Re: [media] Moving forward with captions / subtitles

On Sun, 14 Feb 2010 00:42:50 +0800, Eric Carlson <eric.carlson@apple.com>  
wrote:

>
> On Feb 13, 2010, at 7:01 AM, Philip Jägenstedt wrote:
>
>> On Sat, 13 Feb 2010 21:04:36 +0800, Silvia Pfeiffer  
>> <silviapfeiffer1@gmail.com> wrote:
>>
>>> However, I must say I really like the idea of making it independent of
>>> "text", i.e. leaving the possibility open to add "tracks" of audio or
>>> video in future.
>>>
>>> I'd be happy for something that essentially means "external parallel  
>>> track".
>>
>> Considering how many different names we have already come up with, I  
>> doubt <track> will be the last :) Brainstorm away!
>>
>   To me the singular "track" implies that only one <source> will be  
> chosen which will not be true in all cases. Maybe <tracks>?
>
>
>>>> role="" is fine, but I'd like to see more ideas on what UAs should to  
>>>> with
>>>> it.
>>>
>>> The thought is to use it not just for captions, subtitles, and textual
>>> audio descriptions, but also for karaoke, lyrics, chapters, timed
>>> comments, timed metadata, and other such time-aligned text and
>>> annotations. There are examples with lyrics
>>> (http://svg-wow.org/audio/animated-lyrics.html, and
>>> http://annodex.net/~silvia/itext/chocolate_rain.html), and chapters
>>> (http://annodex.net/~silvia/itext/elephant_no_skin_v2.html). I'm sure
>>> we will come up with more similar examples.
>>
>> Yes, but is it expected that the UA should do something with the  
>> attribute, like make context menus based on it?

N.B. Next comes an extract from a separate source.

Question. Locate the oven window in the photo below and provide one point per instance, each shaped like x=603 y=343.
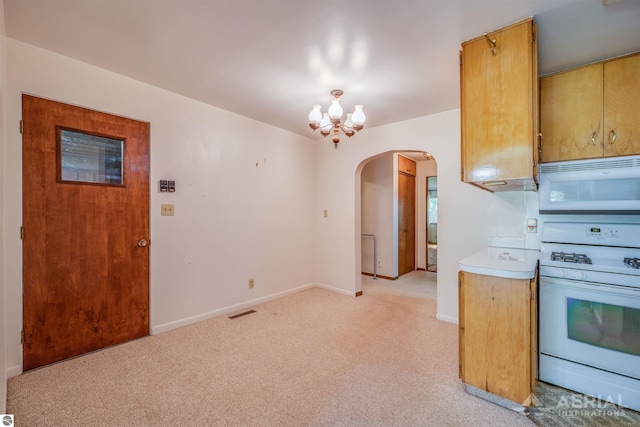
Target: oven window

Or should it be part of  
>> the track selection algorithm? (Where "track selection algorithm" does  
>> not exist yet, but is what will select which tracks are enabled by  
>> default based on... language and such?)
>>
>   I think the selection of alternates is an important point. Some media  
> container formats (eg. QuickTime and MPEG-4)  allow an author to mark  
> tracks as begin part of an "alternate group". This instructs the media  
> engine to enable only one track in the group based on a condition on the  
> user's machine when the file is opened for playback. For example, a  
> movie can have subtitle tracks and chapter tracks in multiple languages,  
> but only one of each is rendered when the movie plays.
>
>   We need to support this use case with external "tracks", and we need  
> to define the selection algorithm when a file has both internal and  
> external tracks.
>
>   We also need to define a mechanism to mark tracks as being part of an  
> alternate group. Is an attribute on <source> enough?
>
>     <tracks>
>         <source type="text/srt" src="en-captions.srt" lang="en"  
> role="caption">
>         <source type="text/srt" src="zh-captions.srt" lang="zh"  
> role="caption">
>        <source type="text/srt" src="en-chapters.srt" lang="en"  
> role="chapters">
>         <source type="text/srt" src="zh-chapters.srt" lang="zh"  
> role="chapters">
>     </tracks>
> Or should we have a grouping element like Silvia had in her early  
> proposal?
>
>     <tracks>
>         <track role="caption">
>             <source type="text/srt" src="en-captions.srt" lang="en">
>             <source type="text/srt" src="zh-captions.srt" lang="zh">
>         </track>
>        <track role="chapters">
>             <source type="text/srt" src="en-chapters.srt" lang="en">
>             <source type="text/srt" src="zh-chapters.srt" lang="zh">
>         </track>
>     </tracks>
>
>   I hesitate to define yet another element, but I think the markup in a  
> complex case like Silvia's Elephants Dream sample,  
> http://annodex.net/~silvia/itext/elephant_no_skin_v2.html, is clearer  
> because of it. On the other hand, will complex cases like this be common  
> enough that we need it?

How to group/nest <tracks>, <track>, <source>, type="", lang="" and  
role="" is a bit of a headache...

For <video> and <audio>, <source>s are mutually exclusive and should  
represent exactly the same resource with only technical differences like  
codec, bitrate or resolution. It's not clear that we at all need <source>  
to switch between text formats as a common format here is very likely to  
be found without much controversy. We might want it if we seriously expect  
more than one format to be used though.

Do we at all want to support the case of enabling multiple text tracks in  
a declarative way or via browser context menus? In my opinion this is a  
bit overkill (I've never used a media player that supports it) and we  
might delegate this to scripts. If others agree, we don't need any  
grouping element for the purpose of making a group of tracks mutually  
exclusive -- all tracks are mutually exclusive.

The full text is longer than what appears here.